The meeting was conducted through group discussions, and I was assigned to the group focused on public-interest databases and public-interest platforms. Participants in the group included representatives from collaborative fact-checking communities, open data companies, government public databases, cybersecurity service providers, and legal professionals.

During the discussion, I shared data and policy approaches published by the Wikimedia Foundation regarding AI crawlers. I explained how Wikimedia projects attract AI companies toward more suitable structured datasets for AI training, thereby helping protect limited system resources. Through the exchanges among participants, the discussion gradually converged on the idea that even open or public-interest databases — despite welcoming the use of their content — still require sustainable revenue-sharing mechanisms to secure additional resources.

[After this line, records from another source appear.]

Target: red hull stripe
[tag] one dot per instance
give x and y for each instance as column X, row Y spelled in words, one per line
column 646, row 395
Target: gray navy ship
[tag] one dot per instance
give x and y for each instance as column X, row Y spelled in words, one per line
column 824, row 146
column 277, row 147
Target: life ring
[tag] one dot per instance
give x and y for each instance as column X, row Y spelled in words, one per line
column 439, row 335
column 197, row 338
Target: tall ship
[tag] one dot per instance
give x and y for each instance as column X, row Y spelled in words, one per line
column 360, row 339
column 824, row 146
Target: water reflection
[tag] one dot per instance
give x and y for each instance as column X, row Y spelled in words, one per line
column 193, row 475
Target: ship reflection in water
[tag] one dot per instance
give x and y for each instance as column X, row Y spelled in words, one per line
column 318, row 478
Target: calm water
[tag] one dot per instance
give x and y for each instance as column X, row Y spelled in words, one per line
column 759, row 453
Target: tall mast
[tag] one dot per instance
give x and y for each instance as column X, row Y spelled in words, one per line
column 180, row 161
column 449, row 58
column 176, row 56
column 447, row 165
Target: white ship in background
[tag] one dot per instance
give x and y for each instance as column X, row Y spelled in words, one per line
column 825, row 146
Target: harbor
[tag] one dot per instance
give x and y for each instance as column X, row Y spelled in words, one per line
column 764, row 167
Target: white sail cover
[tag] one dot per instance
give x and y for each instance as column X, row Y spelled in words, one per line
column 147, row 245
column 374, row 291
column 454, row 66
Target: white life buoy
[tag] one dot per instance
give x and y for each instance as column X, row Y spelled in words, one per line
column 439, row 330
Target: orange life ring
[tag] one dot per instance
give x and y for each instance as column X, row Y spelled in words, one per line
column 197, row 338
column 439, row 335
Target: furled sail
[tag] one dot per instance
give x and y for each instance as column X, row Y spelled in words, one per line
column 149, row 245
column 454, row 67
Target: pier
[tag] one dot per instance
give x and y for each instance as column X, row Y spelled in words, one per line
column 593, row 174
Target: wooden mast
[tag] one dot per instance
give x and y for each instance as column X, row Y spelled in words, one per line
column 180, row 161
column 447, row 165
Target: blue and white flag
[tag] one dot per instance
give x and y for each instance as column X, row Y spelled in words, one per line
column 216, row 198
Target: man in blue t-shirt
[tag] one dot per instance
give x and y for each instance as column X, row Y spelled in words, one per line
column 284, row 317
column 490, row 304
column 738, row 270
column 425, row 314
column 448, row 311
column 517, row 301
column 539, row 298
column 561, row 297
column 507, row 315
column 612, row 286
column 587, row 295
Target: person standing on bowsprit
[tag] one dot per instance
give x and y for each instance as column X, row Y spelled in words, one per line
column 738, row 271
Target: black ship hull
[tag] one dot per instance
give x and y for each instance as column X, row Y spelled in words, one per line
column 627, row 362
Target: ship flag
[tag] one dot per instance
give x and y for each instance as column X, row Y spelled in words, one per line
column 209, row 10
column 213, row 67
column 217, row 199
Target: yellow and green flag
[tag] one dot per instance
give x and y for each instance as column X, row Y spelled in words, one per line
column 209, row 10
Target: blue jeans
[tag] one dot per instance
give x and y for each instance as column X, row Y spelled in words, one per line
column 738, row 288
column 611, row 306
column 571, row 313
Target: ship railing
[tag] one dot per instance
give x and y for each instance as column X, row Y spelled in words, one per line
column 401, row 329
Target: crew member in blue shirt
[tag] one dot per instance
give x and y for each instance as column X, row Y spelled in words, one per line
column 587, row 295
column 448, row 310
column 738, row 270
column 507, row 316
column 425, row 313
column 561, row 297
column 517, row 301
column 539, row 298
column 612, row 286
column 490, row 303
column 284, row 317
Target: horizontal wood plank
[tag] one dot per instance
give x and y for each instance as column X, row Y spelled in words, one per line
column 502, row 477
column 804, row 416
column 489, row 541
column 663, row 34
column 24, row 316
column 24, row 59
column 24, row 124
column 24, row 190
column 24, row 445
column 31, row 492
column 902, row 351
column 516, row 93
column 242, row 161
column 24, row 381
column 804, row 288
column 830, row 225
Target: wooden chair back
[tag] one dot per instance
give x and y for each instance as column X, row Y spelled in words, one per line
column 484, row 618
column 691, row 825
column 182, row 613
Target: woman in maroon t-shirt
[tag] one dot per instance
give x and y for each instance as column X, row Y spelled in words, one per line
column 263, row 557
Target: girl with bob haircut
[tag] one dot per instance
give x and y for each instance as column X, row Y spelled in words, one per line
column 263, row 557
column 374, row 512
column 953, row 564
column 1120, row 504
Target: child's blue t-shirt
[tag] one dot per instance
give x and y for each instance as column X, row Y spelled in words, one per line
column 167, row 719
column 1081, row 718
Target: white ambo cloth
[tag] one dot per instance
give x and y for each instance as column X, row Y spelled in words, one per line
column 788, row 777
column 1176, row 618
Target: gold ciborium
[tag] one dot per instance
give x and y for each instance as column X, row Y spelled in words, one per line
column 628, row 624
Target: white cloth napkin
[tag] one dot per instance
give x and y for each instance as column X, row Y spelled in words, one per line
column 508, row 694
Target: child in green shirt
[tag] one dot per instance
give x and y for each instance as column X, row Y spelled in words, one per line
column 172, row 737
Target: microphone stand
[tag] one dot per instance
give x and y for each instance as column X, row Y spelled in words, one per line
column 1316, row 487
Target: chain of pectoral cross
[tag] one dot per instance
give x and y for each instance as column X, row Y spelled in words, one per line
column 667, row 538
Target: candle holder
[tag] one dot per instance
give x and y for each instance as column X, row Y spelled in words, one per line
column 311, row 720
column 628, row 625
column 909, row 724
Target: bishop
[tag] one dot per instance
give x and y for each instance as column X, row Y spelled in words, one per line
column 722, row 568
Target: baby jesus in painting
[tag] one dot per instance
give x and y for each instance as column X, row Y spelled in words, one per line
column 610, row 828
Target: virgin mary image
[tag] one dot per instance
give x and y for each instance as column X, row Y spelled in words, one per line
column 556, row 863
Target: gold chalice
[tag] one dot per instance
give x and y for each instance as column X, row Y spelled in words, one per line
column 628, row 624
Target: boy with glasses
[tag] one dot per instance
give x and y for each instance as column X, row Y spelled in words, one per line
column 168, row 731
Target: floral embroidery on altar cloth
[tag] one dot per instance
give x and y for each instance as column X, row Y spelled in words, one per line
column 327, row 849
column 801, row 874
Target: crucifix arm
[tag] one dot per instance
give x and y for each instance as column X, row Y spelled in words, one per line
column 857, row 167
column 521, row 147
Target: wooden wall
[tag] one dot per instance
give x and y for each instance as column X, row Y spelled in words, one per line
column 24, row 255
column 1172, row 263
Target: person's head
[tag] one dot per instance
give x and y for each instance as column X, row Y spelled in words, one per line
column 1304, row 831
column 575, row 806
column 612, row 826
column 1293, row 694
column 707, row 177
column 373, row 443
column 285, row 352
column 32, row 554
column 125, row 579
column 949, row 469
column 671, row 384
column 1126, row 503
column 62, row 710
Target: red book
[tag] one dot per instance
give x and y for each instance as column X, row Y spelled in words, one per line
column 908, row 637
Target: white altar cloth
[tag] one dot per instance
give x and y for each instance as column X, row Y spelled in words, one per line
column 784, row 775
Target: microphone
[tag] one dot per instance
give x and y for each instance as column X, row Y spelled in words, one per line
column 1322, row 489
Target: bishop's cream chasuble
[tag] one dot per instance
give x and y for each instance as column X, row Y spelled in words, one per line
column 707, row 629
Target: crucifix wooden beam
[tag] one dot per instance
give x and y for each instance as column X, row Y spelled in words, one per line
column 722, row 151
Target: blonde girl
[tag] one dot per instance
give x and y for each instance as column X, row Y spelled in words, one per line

I also pointed out that Wikipedia has increasingly been regarded as an important platform for AEO (Answer Engine Optimization). While we do not want Wikipedia to become a promotional platform, this trend also demonstrates that although AI may replace some of Wikipedia’s direct traffic, it simultaneously expands Wikimedia’s influence. This situation differs significantly from the concerns faced by commercial media organizations whose primary issue is direct profit loss, and such complexities should be carefully considered in policymaking.

The group also examined possible legal tools and found that criminal-law approaches may be difficult to enforce against cross-border AI services. Civil mechanisms, such as terms-of-use agreements, appear more practical. However, most non-profit databases lack the resources that Wikimedia possesses to invest in AI-oriented commercial datasets. As a result, there may be a need for collective licensing structures similar to copyright collective management organizations, with intermediary licensing bodies helping manage authorization on behalf of smaller organizations. If similar organizations existed internationally and established cooperative agreements with one another, protections could become more comprehensive.

Although Wikimedia itself may not need to participate in such a licensing organization, the Wikimedia Foundation’s cooperation models and licensing arrangements with AI companies could become valuable references for future frameworks.

The Wikimedia Taiwan will continue to assert itself as a major stakeholder in AI policy discussions and actively participate in dialogue across sectors, helping ensure that future AI policies support the development of open knowledge in the new era.